US Ambassador to the UN Nikki Haley on Tuesday lashed out at North Korea over the death of a 22-year-old American student after he was freed by Pyongyang, saying his memory will serve as an “indelible reminder” of the “barbaric nature” of the regime’s dictatorship.
“Countless innocent men and women have died at the hands of the North Korean criminals, but the singular case of Otto Warmbier touches the American heart like no other,” Indian-American Haley said in a statement on the death of Otto Warmbier.
Warmbier was a student at the University of Virginia and had visited North Korea during a trip to China.
He was detained at the Pyongyang airport in early January in 2016 and charged with “hostile act” against the country’s authoritarian government for trying to steal a propaganda poster.

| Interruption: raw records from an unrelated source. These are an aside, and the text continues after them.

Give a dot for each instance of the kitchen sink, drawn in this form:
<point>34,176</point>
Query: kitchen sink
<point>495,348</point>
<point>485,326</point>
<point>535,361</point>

Warmbier was released from a North Korean prison last week and was sent back home in a coma, a condition he had been in for more than a year in a coma. He died yesterday at the Cincinnati hospital.
Haley said while Warmbier’s memory will always be a blessing to his family, “it will also serve as an indelible reminder to us of the barbaric nature of the North Korean dictatorship”.
She lashed out against the decades-long “inhumanity” of the North Korean regime, saying numerous investigations have been conducted and endless volumes have been written about how “that outlaw government has tortured and murdered generations of its own citizens”.